Seen through the prism of this ideology, the Ultraroyalists in the Midi maintained that the violence was the result of factionalism (“esprit de parti”), between those who supported the new regime and those who were not loyal to the king, especially the Fédérés. Increasingly, Ultraroyalist officials talked about “good” and “bad” parties, and the rhetoric clearly associated the “bad” not only with Bonapartist sympathizers but Protestants. To any charge of religious motives, they countered that the Protestants took every occasion to claim religious persecution and that they required disorder and rebellion in order to destabilize the monarchy. Accordingly, they also insisted that the Protestant refugees in 1815 were fundamentally disloyal and that they had left Nîmes for the Gardonnesque and Cévennes as part of plot. Furthermore, Protestant villagers who had mobilized in time-honored fashion to defend their villages were also depicted as being a part of a Bonapartist uprising. Even local officials, all Ultraroyalist appointees, tended to minimize religion as a cause for the violence.

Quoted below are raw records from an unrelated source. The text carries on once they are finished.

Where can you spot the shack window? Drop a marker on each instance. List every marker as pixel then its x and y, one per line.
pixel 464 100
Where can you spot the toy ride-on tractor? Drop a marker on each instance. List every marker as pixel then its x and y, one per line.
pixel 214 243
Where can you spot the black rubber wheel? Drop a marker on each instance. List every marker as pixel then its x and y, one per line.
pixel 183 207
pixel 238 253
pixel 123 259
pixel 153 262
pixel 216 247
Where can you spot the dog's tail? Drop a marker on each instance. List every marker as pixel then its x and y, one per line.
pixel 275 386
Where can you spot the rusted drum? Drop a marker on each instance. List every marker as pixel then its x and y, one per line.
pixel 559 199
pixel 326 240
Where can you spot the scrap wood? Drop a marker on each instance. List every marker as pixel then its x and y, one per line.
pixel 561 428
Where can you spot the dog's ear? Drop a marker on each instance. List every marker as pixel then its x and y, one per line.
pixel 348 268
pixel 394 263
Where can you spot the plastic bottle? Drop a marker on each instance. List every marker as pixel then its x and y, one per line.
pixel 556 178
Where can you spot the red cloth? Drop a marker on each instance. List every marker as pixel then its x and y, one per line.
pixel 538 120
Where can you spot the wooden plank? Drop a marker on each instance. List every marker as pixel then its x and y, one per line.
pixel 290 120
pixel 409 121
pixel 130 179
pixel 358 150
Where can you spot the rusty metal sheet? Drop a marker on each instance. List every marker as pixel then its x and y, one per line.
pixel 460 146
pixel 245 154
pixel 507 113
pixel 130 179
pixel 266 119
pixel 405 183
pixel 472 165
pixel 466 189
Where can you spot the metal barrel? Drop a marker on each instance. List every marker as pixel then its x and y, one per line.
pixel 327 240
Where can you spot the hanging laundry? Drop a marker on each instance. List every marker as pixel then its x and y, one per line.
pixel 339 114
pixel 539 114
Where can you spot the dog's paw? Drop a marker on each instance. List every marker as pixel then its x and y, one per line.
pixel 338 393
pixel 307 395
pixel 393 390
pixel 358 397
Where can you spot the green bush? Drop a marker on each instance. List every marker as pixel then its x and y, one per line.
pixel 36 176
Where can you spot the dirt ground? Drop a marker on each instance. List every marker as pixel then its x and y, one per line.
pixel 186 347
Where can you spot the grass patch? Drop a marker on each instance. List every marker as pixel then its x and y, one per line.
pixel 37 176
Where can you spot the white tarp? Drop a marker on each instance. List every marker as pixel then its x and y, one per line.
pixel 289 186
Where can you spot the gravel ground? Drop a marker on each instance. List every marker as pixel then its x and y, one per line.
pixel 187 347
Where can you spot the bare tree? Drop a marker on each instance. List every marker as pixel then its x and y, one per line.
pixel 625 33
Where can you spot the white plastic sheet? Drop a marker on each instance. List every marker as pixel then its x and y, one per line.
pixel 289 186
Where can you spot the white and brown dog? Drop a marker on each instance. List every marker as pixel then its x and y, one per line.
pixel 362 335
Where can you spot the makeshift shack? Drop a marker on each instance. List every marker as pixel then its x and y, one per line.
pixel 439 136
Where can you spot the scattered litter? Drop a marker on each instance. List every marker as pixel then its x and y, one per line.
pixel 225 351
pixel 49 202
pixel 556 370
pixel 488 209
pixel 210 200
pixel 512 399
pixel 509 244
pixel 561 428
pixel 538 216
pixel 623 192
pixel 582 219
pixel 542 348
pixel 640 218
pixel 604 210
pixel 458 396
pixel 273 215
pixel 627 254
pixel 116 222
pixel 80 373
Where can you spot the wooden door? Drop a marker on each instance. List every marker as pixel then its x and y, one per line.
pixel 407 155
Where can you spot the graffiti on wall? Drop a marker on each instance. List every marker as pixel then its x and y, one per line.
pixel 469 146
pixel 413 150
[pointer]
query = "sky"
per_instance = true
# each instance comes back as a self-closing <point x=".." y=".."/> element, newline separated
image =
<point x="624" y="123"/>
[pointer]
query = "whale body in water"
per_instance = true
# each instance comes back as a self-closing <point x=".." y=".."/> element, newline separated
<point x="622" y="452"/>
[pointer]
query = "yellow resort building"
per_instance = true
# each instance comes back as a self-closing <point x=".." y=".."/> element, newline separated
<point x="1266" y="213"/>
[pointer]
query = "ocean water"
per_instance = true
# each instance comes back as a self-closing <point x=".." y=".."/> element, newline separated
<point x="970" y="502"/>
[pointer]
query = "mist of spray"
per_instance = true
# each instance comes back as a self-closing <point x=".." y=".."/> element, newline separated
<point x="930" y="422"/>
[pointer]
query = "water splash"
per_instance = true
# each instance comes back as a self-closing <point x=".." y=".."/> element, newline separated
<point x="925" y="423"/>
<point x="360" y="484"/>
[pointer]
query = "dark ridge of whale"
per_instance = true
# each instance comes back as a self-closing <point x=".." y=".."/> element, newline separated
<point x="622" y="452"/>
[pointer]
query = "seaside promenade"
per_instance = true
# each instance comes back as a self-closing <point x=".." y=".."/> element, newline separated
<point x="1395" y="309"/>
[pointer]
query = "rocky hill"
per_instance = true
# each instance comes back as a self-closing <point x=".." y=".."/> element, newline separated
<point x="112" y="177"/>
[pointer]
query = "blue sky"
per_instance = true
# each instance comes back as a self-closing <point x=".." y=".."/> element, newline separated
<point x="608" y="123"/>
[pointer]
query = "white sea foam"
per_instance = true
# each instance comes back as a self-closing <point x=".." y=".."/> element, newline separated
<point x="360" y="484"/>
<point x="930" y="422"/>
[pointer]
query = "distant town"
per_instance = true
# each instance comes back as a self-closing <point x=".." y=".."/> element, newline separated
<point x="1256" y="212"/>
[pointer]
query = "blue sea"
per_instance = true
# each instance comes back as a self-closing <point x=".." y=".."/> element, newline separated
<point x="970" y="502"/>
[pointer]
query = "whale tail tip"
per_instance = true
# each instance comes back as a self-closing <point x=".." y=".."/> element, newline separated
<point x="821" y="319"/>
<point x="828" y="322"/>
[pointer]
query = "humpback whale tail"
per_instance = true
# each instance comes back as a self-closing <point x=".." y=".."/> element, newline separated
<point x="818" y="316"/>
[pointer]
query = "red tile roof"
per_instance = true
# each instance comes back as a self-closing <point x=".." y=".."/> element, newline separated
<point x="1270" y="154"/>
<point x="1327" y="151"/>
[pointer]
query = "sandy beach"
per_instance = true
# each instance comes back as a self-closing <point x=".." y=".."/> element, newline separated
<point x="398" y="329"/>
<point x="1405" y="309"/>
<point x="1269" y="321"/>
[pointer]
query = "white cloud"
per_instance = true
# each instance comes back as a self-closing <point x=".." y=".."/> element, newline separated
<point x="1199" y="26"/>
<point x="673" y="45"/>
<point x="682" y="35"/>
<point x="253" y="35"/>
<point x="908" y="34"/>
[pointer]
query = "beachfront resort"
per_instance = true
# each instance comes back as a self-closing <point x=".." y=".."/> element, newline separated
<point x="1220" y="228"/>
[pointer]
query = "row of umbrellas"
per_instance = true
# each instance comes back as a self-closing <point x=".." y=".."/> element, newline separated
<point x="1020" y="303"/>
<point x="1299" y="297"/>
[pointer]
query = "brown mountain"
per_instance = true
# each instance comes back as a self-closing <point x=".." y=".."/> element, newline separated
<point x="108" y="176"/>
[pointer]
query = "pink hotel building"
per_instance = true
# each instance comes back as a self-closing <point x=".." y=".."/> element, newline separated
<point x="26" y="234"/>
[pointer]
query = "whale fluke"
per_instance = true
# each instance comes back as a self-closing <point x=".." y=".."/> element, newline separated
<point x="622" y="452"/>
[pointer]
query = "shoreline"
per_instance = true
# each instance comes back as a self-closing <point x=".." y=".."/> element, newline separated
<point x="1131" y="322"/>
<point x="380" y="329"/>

Ultraroyalist officials in the Midi used other shorthand that allowed them to deny the reality of Protestant persecution during the White Terror. In their reports, they failed to mention the religion of those murdered and looted or the religious composition of the towns involved in the violence. The areas deemed in rebellion or problematic, where the citizens were “bad,” or that were rife with “factionalism,” were synonymous with Protestantism (i.e. the Vaunage, the Gardonnesque, and the Cévennes). They argued that the “good party” represented two-thirds of the citizens and the “bad” faction made up the other third, a clear reference to the proportional distribution of Protestants in the Gard. In some reports, officials inadvertently contradicted their insistence that the conflict was a matter of political factionalism. In the Hérault, the prefect reported the absence of religious or political fanaticism, and cautioned the ministers against taking reports of religious violence seriously even as he commented on the burning of a Protestant temple in the village of Pignan. As much as the Ultraroyalists insisted that the White Terror was the result of political differences, the evidence, their own rhetoric during the latter part of 1815 and during 1816, and their obvious equation of Protestantism and Bonapartism belied these protestations.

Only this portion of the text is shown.